Bordeaux 2011 En Primeur Blog #2
Monday, 2 April 2012 by Stephen Browett
Today we have focussed our attention on the Northern Médoc and in particular the appellations of St Estèphe, Pauillac and St Julien.
What is becoming very clear to us is that 2011 is a very mixed vintage. This is certainly not one of those years when wine-makers could let nature take its course. Far from it. There was a really challenging growing season full of complications and difficulties. It seems that those who had the biggest problems to face have vineyards in the Northern sector of Pauillac and the Southern part of St Estèphe.

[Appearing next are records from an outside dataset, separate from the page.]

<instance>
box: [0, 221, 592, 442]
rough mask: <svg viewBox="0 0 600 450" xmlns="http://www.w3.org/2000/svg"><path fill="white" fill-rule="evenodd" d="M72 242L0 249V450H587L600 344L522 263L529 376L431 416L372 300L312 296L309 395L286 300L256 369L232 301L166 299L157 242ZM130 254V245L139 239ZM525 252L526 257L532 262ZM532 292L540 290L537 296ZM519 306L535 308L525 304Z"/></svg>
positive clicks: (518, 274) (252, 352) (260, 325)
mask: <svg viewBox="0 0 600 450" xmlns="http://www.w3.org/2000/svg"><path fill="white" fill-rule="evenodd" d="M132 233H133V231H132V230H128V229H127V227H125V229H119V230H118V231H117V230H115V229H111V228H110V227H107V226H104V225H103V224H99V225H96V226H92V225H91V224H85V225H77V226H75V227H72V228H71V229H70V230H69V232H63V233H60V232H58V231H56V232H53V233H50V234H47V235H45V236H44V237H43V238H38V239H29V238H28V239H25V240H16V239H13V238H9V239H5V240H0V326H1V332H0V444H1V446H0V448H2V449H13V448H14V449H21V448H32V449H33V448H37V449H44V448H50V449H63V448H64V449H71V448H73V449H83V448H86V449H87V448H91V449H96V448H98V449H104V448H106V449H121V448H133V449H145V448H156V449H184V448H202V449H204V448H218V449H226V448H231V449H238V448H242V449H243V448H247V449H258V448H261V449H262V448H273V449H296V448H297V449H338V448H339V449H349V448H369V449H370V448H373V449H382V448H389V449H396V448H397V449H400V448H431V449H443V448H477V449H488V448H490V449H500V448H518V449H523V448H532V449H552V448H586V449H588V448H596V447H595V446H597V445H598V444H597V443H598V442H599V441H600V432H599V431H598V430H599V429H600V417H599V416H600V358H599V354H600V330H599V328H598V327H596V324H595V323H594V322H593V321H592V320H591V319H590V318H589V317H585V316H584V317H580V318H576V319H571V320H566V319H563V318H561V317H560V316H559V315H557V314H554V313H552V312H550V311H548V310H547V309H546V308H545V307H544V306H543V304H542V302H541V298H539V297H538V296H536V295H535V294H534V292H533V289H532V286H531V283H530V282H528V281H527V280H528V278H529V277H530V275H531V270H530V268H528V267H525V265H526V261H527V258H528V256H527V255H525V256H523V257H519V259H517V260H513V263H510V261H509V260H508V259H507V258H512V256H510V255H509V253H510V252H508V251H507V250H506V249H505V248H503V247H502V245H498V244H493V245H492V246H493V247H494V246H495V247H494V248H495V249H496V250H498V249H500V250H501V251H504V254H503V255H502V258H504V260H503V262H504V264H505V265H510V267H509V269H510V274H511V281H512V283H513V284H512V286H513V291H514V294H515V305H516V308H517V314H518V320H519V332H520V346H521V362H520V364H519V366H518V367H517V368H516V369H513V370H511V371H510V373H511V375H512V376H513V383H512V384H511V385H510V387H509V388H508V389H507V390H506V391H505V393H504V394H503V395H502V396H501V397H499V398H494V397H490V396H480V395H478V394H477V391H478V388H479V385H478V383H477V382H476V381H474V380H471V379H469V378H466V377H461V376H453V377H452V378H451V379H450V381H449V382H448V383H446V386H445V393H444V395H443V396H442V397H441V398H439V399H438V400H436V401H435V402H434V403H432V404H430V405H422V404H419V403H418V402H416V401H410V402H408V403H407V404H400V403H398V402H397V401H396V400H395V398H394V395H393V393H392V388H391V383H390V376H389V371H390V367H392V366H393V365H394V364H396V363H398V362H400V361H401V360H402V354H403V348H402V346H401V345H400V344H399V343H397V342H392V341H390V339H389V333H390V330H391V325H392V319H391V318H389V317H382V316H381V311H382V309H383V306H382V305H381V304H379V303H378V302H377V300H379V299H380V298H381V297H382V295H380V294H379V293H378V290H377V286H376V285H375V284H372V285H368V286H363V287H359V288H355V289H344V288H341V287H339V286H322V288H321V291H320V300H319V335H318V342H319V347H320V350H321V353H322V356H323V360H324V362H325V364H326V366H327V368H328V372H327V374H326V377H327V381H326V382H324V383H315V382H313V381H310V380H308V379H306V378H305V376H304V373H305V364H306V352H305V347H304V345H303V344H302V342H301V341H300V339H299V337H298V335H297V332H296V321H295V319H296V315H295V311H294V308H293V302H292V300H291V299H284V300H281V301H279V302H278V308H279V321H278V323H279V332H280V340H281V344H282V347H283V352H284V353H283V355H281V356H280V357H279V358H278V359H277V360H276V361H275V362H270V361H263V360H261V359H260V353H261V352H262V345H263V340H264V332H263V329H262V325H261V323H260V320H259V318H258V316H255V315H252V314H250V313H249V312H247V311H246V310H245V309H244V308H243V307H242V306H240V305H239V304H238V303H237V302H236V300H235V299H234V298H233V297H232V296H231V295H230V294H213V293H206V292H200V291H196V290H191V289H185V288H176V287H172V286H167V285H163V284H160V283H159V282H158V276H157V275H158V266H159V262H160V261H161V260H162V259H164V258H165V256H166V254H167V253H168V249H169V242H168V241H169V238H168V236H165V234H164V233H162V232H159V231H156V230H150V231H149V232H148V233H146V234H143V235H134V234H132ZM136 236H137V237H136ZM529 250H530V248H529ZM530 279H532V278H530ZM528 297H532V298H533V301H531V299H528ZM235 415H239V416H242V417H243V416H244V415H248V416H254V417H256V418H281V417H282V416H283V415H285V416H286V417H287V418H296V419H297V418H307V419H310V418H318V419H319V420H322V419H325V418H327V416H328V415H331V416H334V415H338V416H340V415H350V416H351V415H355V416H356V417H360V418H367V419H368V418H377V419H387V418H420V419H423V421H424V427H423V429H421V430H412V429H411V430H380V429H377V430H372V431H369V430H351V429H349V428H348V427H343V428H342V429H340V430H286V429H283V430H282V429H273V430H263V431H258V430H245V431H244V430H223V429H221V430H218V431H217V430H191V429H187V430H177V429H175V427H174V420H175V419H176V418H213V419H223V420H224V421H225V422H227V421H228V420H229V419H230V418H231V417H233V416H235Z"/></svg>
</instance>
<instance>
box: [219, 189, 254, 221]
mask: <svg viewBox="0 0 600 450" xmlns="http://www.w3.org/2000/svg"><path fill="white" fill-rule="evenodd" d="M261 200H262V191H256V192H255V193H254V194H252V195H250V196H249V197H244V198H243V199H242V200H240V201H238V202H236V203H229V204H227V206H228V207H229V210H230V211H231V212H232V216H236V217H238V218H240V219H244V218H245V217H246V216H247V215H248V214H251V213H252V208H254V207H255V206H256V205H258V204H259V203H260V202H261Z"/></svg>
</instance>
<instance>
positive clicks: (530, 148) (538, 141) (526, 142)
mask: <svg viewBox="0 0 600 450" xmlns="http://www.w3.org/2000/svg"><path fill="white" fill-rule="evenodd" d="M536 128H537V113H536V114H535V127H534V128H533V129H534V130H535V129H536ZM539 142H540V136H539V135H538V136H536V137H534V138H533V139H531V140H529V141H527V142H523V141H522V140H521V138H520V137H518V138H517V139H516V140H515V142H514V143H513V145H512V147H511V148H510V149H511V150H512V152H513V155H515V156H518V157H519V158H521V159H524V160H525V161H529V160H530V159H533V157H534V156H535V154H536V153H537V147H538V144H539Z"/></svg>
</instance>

Cos d’Estournel have made an excellent 2011 but not without massive sacrifices in the selection process. In order to make a wine up to the standards expected here, a huge part of the production that would normally find its way into the grand vin has had to be relegated to the second label – Pagodes de Cos. As a result of this draconian selection process there will only be 9000 cases of 2011 Cos d’Estournel. This is half the amount produced in 2009 and 2010 and a third of what they used to produce a decade ago. By contrast, there will be 21,000 of Pagodes which is consequently a very good second wine indeed.
Just down the hill at Lafite, the production level is apparently normal but quality was clearly affected by the storm that forced them to start picking Cabernet Sauvignon on September 3rd – nearly a whole month earlier than normal. Indeed the entire crop was picked by the end of the third week of September which has resulted in a wine with lower alcohol and higher acidity levels than in recent vintages.
The best Pauillacs for us were from closer to the border with Saint Julien. After the great Pontet Canet that we tasted yesterday, we found excellent wines at their neighbours – Grand Puy Lacoste, Mouton Rothschild and Lynch Bages. Good value wine of the day has to be Château Batailley, a really lovely expression of Pauillac with classic cassis fruit interlaced with cigar box and vanilla spice. No prizes though for guessing that the star of the day was Château Latour. This is a strongly Cabernet Sauvignon wine (84%) with a concentration that is atypical for the vintage. Even from the Enclos itself, some 20-25% of the fruit was put into Les Forts de Latour. The grand vin represents only one third of the total production.
Tomorrow we will attend the “Union des Grands Crus” tastings which give us a chance to compare neighbouring Châteaux side by side in the same room. We will also try Châteaux Margaux and Palmer before leaving the Médoc and heading south to Pessac-Léognan and tastings at Haut Brion and its neighbours.